1. 【ゆうちょ銀行(7182)の株】3月の金融セクター不安と売出しのタイミングが重複

2023年3月はシリコンバレーバンクの破綻やクレディ・スイスのUBSによる買収がグローバルな金融セクターの株安要因となりました。

直接的な業績へのインパクトは不明確ですが、一時は金融セクター全体に悪影響が波及するとの不安感から、幅広い金融関連株が下落しています。

ゆうちょ銀行においては、さらにこのタイミングに株式の売り出しが重なったことも下落要因となったと考えられます。

告知が2023年2月27日に実施されていて、3月20日~3月24日にかけて受け渡しが行われています。

これは、もともと日本郵政が保有していた株を市場に流通させることで、日本郵政の出資比率を引き下げる目的のある取り組みです。

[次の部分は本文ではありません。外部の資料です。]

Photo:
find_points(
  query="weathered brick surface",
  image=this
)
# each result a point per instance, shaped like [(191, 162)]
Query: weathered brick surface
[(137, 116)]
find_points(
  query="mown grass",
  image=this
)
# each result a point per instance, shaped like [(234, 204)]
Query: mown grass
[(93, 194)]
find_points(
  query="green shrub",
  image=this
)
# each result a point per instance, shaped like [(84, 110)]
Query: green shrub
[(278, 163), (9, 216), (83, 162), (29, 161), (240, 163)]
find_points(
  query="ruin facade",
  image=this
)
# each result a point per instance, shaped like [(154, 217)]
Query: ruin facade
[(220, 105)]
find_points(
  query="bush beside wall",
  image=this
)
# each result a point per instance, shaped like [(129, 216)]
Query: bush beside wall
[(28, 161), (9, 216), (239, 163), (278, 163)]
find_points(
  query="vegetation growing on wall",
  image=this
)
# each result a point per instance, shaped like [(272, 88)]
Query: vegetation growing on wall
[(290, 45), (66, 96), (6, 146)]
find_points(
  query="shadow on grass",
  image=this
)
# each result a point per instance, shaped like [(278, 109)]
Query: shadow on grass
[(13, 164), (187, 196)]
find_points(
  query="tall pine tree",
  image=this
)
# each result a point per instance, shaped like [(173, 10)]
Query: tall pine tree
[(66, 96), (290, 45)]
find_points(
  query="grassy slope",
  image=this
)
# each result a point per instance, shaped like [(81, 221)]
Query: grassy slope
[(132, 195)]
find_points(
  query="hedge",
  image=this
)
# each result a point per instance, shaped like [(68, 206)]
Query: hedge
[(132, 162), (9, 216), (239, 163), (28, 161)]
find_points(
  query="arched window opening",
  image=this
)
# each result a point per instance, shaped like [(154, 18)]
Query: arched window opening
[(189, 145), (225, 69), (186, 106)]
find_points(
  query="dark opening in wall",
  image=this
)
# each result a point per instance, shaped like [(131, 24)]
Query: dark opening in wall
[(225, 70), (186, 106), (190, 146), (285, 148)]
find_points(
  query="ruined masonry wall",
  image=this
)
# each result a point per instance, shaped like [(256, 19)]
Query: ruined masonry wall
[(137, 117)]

金融不安と売出しのタイミングが重複したゆうちょ銀行ですが、株価下落のトレンドが5月ごろまで続きました。

2. ゆうちょ銀行は業績や見通しにより株価が反発か

ゆうちょ銀行の株価は6月頃から回復に向かいますが、5月の後半に発表された2022年度決算の内容は投資家の安心材料になったと考えられます。

ゆうちょ銀行ではもともと2022年度の業績見通しを、前年度比減益と想定していました。

結果的に、2022年度の純利益は当初見通しの3200億円より上振れて3250億円となりました。

2021年度の3550億円からは減益となったものの、当初想定よりは下落幅が抑制され、かつ配当水準は年間50円を維持したことなどが安心材料の一つになったと考えられます。

また、2023年度の見通しについても発表されていますが、次年度は3350億円の増益見通しとなっています。

米金利などは依然として高い中で、順調な見通しを示したことも投資家にポジティブに捉えられたと考えられます。